Following a Desk-Based Assessment, a walkover of the entire length of the cable trench, carried out 30 April - 5 May 2016, revealed no new sites on the route but a number of Scheduled Monuments and archaeological and historical sites have been identified on the route and a watching brief was required in six areas. Six trenches were monitored between 14 June and 26 September 2016. At least two and possibly four prehistoric ring ditches with associated pottery were identified in two trenches and these were retained in situ and a clear path identified in each case for the cable trench. The base of a possible rock-cut ditch was uncovered at Durno and this was recorded, sampled and backfilled. At this area of the Roman camp the cropmark is not visible as the underlying geology is bedrock.

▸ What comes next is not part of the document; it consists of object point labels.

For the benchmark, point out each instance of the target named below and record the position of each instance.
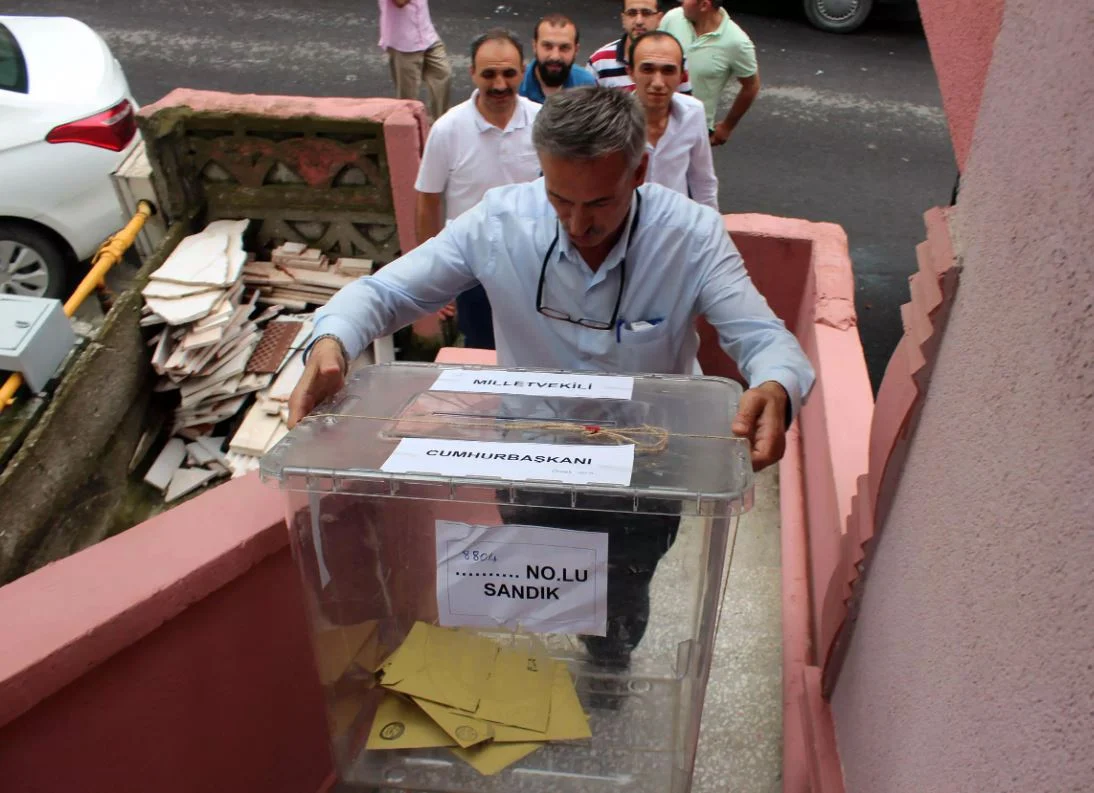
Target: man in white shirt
(675, 126)
(480, 143)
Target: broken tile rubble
(221, 352)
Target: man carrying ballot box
(588, 269)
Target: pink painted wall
(173, 657)
(962, 34)
(969, 668)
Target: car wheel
(31, 264)
(838, 15)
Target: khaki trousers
(409, 70)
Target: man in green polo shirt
(716, 49)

One ring ditch was found at the N end of the pipeline associated with prehistoric pottery and one definite and two potential ring ditches at Glenniston. In the road within Logie Durno Roman Camp, the base of a possible ditch was identified in an area where the cropmark is not visible as the underlying geology is bedrock. The watching briefs are now complete and the cabling being laid. A Post-Excavation Research Design (PERD) will now be prepared for the post-excavation works required.

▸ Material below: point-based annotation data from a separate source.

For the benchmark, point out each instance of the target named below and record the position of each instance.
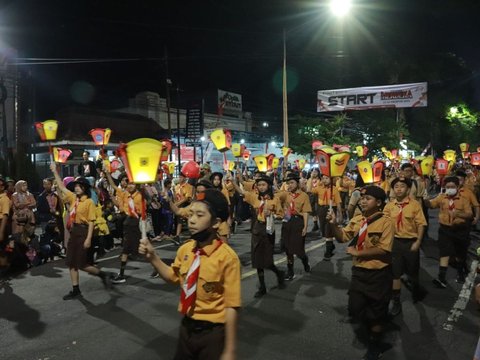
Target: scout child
(324, 194)
(208, 272)
(454, 217)
(371, 236)
(410, 223)
(133, 206)
(266, 205)
(80, 224)
(295, 222)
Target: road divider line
(463, 298)
(281, 260)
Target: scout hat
(405, 180)
(80, 180)
(216, 201)
(375, 191)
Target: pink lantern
(191, 170)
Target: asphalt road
(138, 320)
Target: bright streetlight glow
(340, 8)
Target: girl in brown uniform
(266, 205)
(80, 223)
(371, 235)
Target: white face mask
(450, 192)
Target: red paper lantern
(191, 170)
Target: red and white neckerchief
(362, 234)
(72, 214)
(263, 201)
(400, 213)
(189, 287)
(292, 203)
(131, 207)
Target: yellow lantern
(275, 163)
(449, 155)
(464, 147)
(370, 173)
(261, 162)
(61, 155)
(332, 164)
(222, 139)
(286, 151)
(141, 158)
(427, 165)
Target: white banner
(373, 97)
(229, 103)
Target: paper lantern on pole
(300, 163)
(441, 165)
(47, 129)
(316, 144)
(191, 170)
(332, 164)
(449, 155)
(286, 151)
(475, 158)
(167, 146)
(61, 155)
(261, 162)
(426, 165)
(464, 147)
(222, 139)
(370, 173)
(141, 158)
(100, 137)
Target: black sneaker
(119, 279)
(396, 308)
(281, 279)
(262, 291)
(290, 277)
(441, 284)
(72, 295)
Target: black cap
(216, 201)
(405, 180)
(375, 191)
(293, 176)
(80, 180)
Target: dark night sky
(233, 45)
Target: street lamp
(340, 8)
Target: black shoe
(396, 308)
(290, 277)
(72, 295)
(262, 291)
(441, 284)
(281, 280)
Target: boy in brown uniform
(324, 194)
(454, 216)
(409, 221)
(208, 272)
(371, 236)
(295, 222)
(133, 207)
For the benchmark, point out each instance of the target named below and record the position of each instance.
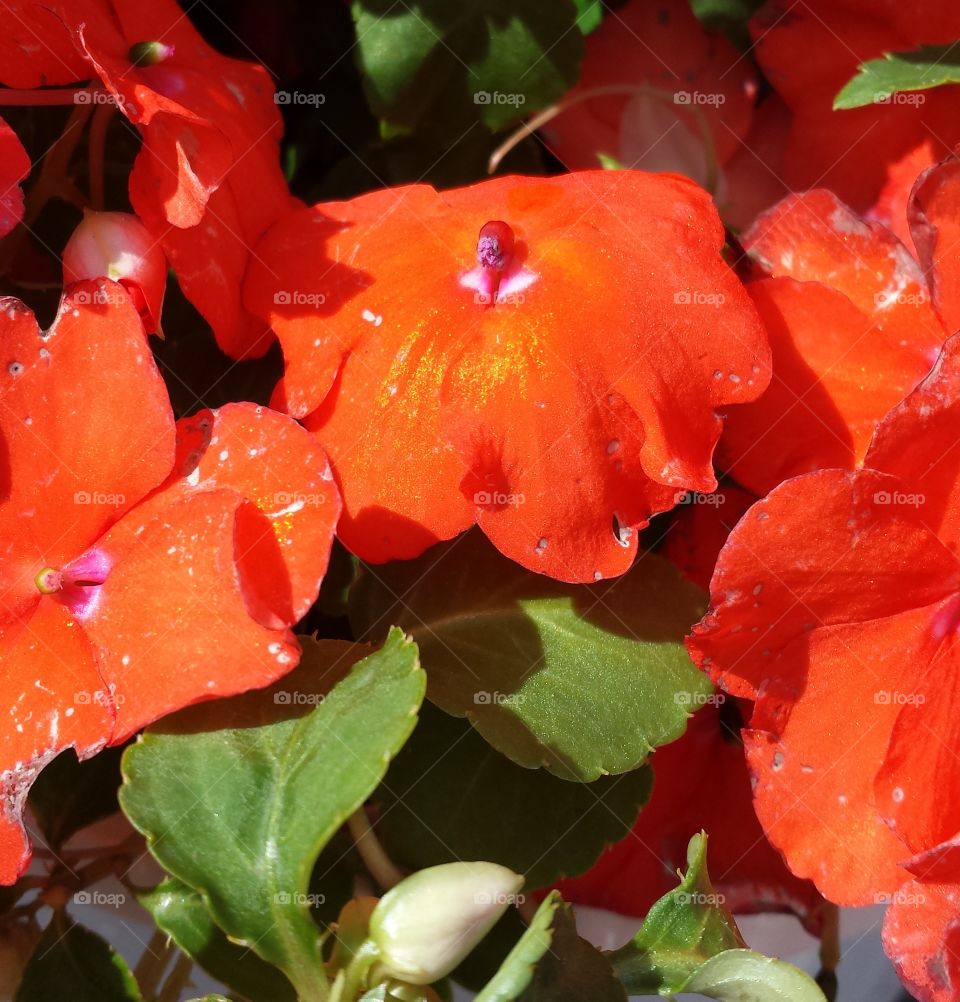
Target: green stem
(352, 980)
(532, 124)
(150, 967)
(383, 869)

Publication Account (2011)

The site of what has been claimed as a possible recumbent stone circle lies near the centre of the churchyard surrounding the roofless shell of the old parish church of Culsalmond (Burl 1970, 79; 1976a, 351, Abn 38; 2000, 420, Abn 37; Ruggles 1984, 59; 1999, 186, no. 38). It is described by Rev Ferdinand Ellis in the New Statistical Account as a ‘circle of twelve upright large granite stones … which were overturned when the first Christian temple was erected.’ (xii, Aberdeenshire, 732). Ellis, who was minister of the parish 1801–41, gives the impression that the circle had stood in living memory, but this is the site of a medieval parish church and the commentary that follows the description should probably be taken to indicate that the stones were already prostrate long before his day – if indeed any of them were still visible when he first arrived. Nevertheless, he believed that all twelve stones lay buried in the churchyard, though one was apparently disinterred in 1821 and could still be seen at the time he was writing. Subsequently Coles heard from John Callander that the sexton had encountered large stones beneath the turf (Coles 1902, 577). There is, however, no mention of a recumbent setting and little to recommend Barnatt’s assertion that the number of stones in the ring suggests that it was a recumbent stone circle (1989, 460, no. 6:122).